Ahh no not at all, I do not assume that Labour will have to fix things in 4 years or they will have failed, but I do believe that by the next election a benchmark of sorts will need to have been set that shows some clear progress. Time will tell.
When researching modern politics, it is difficult to find places that offer balanced and impartial opinions. If you follow Labour you might pick up the New Statesman, if you are Tory you get the Torygraph and so on. If you follow it religiously, I certainly don't as you can tell, you may have many impartial sources.
Reason I state that is that where I work, for example, we have quite a split in political bias, many are SNP (here in Scotland) but plenty support Labour and there is even a few Tories clinging on. Each and every one of them will have a fierce argument for why they should get support and all the greatness they can and will do.
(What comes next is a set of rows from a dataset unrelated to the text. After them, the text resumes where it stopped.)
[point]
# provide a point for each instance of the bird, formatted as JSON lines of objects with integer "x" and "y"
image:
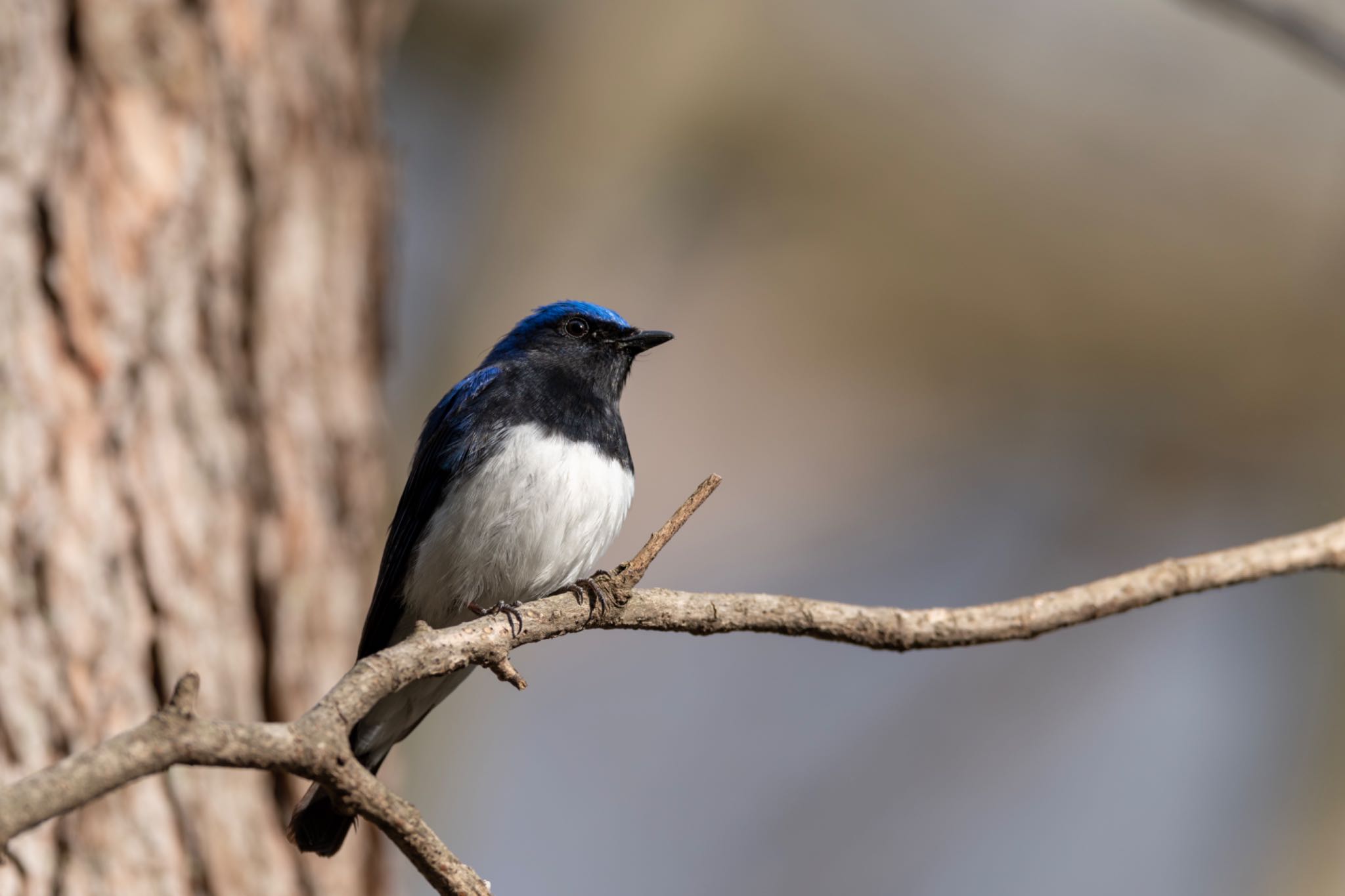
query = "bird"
{"x": 521, "y": 480}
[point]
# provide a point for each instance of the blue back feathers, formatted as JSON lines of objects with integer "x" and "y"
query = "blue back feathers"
{"x": 548, "y": 317}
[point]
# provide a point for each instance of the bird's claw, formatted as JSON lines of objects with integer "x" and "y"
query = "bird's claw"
{"x": 599, "y": 590}
{"x": 509, "y": 610}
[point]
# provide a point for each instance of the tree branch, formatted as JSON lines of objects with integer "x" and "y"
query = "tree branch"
{"x": 1310, "y": 35}
{"x": 317, "y": 744}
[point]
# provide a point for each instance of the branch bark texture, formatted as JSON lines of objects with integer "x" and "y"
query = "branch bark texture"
{"x": 317, "y": 744}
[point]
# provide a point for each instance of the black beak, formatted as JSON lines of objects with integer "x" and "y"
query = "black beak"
{"x": 643, "y": 340}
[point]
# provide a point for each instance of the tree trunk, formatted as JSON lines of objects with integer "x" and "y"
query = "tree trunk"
{"x": 192, "y": 205}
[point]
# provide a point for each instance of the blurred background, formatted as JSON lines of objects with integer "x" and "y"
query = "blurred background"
{"x": 973, "y": 300}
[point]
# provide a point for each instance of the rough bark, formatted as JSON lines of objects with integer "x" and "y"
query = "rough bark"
{"x": 191, "y": 253}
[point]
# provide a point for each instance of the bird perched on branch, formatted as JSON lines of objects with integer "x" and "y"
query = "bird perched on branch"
{"x": 519, "y": 482}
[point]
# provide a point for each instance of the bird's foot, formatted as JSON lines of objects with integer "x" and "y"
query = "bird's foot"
{"x": 600, "y": 590}
{"x": 510, "y": 612}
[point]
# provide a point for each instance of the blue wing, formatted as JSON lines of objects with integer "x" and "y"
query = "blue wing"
{"x": 447, "y": 446}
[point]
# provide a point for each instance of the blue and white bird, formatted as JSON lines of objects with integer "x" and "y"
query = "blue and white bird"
{"x": 521, "y": 480}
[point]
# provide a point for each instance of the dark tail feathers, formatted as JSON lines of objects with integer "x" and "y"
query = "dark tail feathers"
{"x": 318, "y": 826}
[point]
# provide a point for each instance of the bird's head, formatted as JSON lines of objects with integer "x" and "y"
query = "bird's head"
{"x": 580, "y": 340}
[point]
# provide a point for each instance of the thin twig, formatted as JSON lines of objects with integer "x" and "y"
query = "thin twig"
{"x": 1309, "y": 34}
{"x": 317, "y": 744}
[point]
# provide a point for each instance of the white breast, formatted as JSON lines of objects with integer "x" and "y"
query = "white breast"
{"x": 533, "y": 519}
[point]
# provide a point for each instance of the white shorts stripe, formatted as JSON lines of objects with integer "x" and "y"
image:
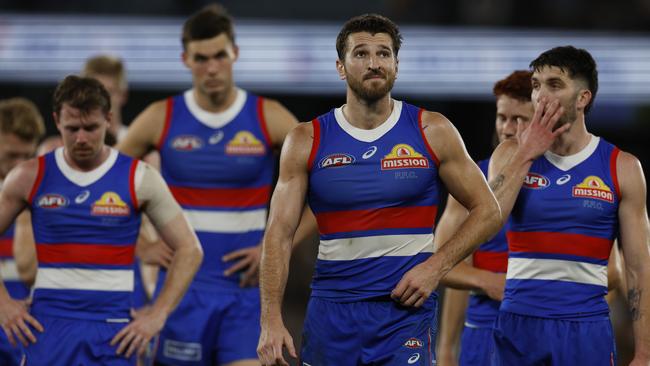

The stark reality is that most parties, after a time, start to lose touch with society, it happened with Labour in their last term and certainly happened with every Tory government.
Of course I am not in any way going to vote Tory, never have or will, they stand for nothing good in any moral sense. Smug and extremely unlikeable personalities, all mashed up with lies and mismanaged policy.
Labour, as the only real alternative, will surely be able to improve trade and human rights, am quietly confident about this since under Tory it has regressed by several decades.
I really want to sit and vote in the next general election and be as confident as anyone here that Labour will do things right, but of course they and we all make mistakes sometimes. I really hope the tide can turn.